Repressed memory in war vets or holocaust survivors has been a long acknowledged phenomena. Add to this that many survivors of adult rapes (the author included) have also forgotten chunks of their experiences. It was only when it began to be about child sexual abuse that it generated the current painful polemic.
It is no doubt true that certain therapeutic praxis may do more harm than good. But even bad therapy does not necessarily a false memory make. There is the well-known case of Jill Christman (From Freyd, “Betrayal Trauma: The Logic of Forgetting Childhood Abuse”) Christman attended therapy for some personal problems, and began to recover memories of childhood sexual abuse. The memories involved the presence of another child and were recovered in a confusing, cloudy way. Christman, who was aware of the memory polemics raging at the time, felt that the therapist was pushy and suggestive, and so abandoned therapy, deciding that her memories were “false.” Later, she was sought out by the other victim who in fact corroborated what Christman had remembered in therapy.

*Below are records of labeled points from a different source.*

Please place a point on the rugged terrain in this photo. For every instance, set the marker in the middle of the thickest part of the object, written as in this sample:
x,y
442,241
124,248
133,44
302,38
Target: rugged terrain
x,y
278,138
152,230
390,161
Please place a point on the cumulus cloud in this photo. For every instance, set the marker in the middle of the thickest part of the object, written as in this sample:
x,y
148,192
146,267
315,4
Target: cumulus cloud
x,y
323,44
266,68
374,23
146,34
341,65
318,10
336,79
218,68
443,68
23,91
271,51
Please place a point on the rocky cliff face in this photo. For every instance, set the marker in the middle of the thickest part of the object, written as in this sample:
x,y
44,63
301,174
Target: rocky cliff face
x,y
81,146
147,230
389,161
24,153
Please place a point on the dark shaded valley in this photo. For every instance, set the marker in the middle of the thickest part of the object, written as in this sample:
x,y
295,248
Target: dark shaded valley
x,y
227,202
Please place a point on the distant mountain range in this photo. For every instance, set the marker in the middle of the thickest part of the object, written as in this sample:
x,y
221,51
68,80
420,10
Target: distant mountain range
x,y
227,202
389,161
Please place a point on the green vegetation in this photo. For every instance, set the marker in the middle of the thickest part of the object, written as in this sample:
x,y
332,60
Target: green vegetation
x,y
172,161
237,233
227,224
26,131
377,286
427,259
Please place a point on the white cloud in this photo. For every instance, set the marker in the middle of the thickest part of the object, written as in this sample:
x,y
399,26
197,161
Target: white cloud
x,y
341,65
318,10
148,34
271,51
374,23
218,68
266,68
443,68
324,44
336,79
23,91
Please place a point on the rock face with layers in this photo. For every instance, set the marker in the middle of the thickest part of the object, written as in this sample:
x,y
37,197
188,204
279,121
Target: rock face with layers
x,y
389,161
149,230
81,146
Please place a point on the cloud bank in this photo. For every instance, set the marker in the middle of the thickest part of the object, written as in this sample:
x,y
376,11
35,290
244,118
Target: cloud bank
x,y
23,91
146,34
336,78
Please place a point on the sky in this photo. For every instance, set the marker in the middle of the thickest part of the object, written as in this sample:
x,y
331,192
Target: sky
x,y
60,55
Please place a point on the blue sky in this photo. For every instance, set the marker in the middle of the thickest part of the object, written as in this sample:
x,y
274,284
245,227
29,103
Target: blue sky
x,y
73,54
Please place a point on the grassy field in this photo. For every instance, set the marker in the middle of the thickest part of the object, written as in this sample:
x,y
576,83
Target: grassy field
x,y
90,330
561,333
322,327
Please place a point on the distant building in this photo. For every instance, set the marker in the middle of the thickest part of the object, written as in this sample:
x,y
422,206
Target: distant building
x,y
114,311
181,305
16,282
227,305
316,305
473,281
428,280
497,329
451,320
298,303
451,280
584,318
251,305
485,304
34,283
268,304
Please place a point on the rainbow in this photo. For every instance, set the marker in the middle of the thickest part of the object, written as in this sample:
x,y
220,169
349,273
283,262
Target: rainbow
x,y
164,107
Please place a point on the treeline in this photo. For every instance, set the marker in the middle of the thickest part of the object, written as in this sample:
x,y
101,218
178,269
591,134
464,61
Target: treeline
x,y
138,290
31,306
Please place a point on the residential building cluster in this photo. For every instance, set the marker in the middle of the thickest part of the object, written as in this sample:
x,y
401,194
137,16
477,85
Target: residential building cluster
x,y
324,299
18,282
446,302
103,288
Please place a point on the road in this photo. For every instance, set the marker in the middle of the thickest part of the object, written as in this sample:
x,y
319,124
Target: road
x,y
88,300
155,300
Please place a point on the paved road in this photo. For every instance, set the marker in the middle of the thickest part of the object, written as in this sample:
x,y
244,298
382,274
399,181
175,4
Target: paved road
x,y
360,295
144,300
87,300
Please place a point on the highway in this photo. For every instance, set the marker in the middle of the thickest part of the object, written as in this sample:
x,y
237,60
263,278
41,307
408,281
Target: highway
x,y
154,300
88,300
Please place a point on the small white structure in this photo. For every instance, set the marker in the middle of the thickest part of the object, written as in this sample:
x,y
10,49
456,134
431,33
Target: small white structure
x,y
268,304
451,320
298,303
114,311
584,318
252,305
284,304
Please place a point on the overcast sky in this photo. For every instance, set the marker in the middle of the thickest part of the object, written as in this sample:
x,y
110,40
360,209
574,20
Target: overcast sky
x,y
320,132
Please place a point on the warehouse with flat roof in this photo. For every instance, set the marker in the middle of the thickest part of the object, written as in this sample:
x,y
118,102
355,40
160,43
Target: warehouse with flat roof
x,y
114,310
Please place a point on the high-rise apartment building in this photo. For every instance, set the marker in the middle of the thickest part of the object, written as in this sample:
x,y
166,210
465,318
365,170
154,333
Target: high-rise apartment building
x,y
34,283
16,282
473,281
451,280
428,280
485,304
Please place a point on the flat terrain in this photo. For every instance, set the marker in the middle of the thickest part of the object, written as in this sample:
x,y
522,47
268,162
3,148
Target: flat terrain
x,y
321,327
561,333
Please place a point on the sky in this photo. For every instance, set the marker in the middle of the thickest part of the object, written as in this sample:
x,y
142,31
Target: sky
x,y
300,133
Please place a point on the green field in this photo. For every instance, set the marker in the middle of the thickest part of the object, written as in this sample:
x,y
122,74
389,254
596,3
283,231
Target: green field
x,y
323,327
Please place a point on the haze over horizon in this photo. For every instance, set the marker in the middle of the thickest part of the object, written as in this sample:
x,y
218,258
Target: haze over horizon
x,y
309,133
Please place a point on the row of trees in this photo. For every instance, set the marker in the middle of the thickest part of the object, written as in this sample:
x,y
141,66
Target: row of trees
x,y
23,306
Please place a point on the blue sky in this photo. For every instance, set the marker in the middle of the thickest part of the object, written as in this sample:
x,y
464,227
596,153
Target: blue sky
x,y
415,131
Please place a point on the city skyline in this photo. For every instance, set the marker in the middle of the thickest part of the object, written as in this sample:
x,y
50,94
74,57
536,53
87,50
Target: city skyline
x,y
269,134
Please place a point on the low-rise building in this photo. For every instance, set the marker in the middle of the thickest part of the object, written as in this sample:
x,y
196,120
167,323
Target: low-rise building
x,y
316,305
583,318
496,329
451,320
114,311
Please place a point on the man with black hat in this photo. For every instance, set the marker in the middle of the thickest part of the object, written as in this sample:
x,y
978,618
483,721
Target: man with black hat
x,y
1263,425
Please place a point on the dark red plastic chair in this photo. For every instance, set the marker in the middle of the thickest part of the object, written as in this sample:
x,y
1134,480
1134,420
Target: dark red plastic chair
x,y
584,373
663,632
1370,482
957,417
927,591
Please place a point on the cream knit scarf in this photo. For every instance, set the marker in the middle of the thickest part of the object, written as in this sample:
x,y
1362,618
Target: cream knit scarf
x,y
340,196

The False Memory Syndrome Foundation (FMSF) have disseminated much damaging misinformation including simplistic views about ways in which they claim false memories are produced. Are these methods really very common? The FMSF claims that the therapeutic creation of “false memories” is an “epidemic.” However, based on careful analysis of how the FMSF counts and collates – inflates – its statistics, this claim appears to be without foundation. (Whitfield, C, Memory and Abuse)
Another simplistic FMSF view is that women are all too anxious to blame sexual abuse for all their problems. Among other things, any reading of this board can show that we are often reluctant to identify the abuse that lies behind many of our sufferings. Many of us self-berate for not being “stronger”.
Thinking of theories which accuse women of fantasizing about sexual abuse is nothing new either, this has it’s roots in Freud’s “Electra Complex”, a theory which has damaged and invalidated women for over a century. Jeffrey Masson, in The Assault on Truth: Freud’s Suppression of the Seduction Theory, concluded that Freud may have coined this term due to professional ostracism – it was too difficult for Viennese society to accept that that respectable Viennese fathers could rape their own daughters.
And so we come full circle. But the Electra Complex has at least gained some respectability (however dubious) while “False Memory Syndrome” is not and has never been a recognized psychiatric phenomena. As a matter of fact it the term was coined by one Ralph Underwager, a known supporter of paedophilic sexuality.
Of course it’s awful to imagine anyone being convicted on dubious evidence. But by far the problem for victims of rape/child sexual abuse is the lack of justice executed by courts, particularly, thanks to the FMS, if the case is based on recovered memories.